Kirsten and I drove to a place where we could pull off the road, got out, and walked up into the woods. We didn’t go far, maybe 30 to 50 yards.
The forest was comprised of large rocks that looked volcanic in nature, a number of low lying junipers, the occasional spruce, and a whole lot of aspens. Since there weren’t any hiking trails and I wasn’t prepared for a long hike anyhow, I found a nice rock to sit among the trees and enjoyed the moment.
Closing my eyes on occasion, I listened to the wind rustle the leaves sounding like ocean waves coming to shore, some stronger, some weaker, and heavily present in the woods were the songs of birds, all which made it easy to forgive the occasional sound of a vehicle passing by. With clear blue mountain sky and warm morning sun, all around were the white trunks of the aspen, like cathedral pillars, a kind of secluded sanctuary here in the mountains. Had I the time, I would have loved to simply lay on my back and watch the leaves twist and turn on the towering limbs above.
I eventually got back up, walked to the car and we left. We noticed there were no signs indicating the Pando Forest; only that there was a fenced off area with a sign that said “Aspen Regeneration Area.” I read these areas allow the aspens to grow as deer sometimes take a toll on the young shoots. I assume the lack of signage is because the United State Forestry Division doesn’t want people to know where the Pando Forest is located because some people like to destroy such things. It is no surprise the location of the oldest tree in the world is a heavily guarded secret.
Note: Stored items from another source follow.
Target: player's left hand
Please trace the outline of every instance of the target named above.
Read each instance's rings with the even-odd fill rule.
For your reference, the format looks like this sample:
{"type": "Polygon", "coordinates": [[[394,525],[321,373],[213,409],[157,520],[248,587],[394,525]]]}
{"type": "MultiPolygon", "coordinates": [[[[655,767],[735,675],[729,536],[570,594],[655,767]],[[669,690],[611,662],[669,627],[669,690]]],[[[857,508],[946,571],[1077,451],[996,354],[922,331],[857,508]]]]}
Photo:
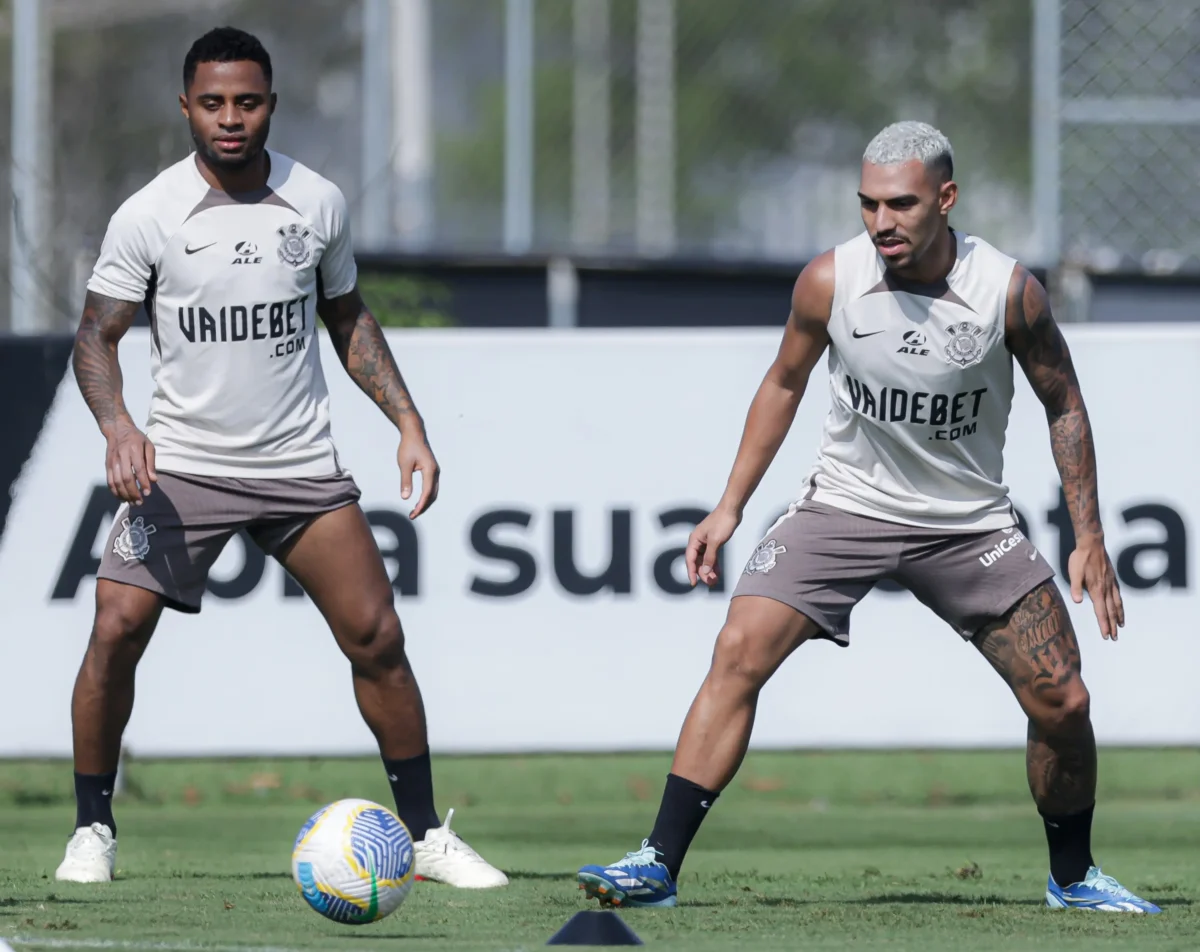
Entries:
{"type": "Polygon", "coordinates": [[[424,433],[400,437],[400,449],[396,450],[396,465],[400,467],[400,496],[403,499],[412,495],[413,473],[421,474],[421,498],[408,514],[408,518],[416,519],[437,499],[438,479],[442,474],[424,433]]]}
{"type": "Polygon", "coordinates": [[[1083,592],[1087,589],[1096,610],[1096,621],[1100,623],[1100,634],[1116,641],[1117,629],[1125,627],[1125,606],[1121,602],[1117,573],[1104,550],[1104,540],[1079,541],[1067,560],[1067,574],[1075,604],[1083,604],[1083,592]]]}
I wanted to see Pando because I wanted to connect with something really old and see what it might feel like to be a part of another organism. I thought I was somewhat like a flea on a rabbit. Does the flea know he is on a rabbit though? Again, Pando is more of an idea than observed reality. I guess you could argue that we interact on a daily basis with something really old – the earth. But nonetheless, it was a really special experience, if for nothing more being so completely surrounded by the beautiful white trunks and spinning leaves of the aspens.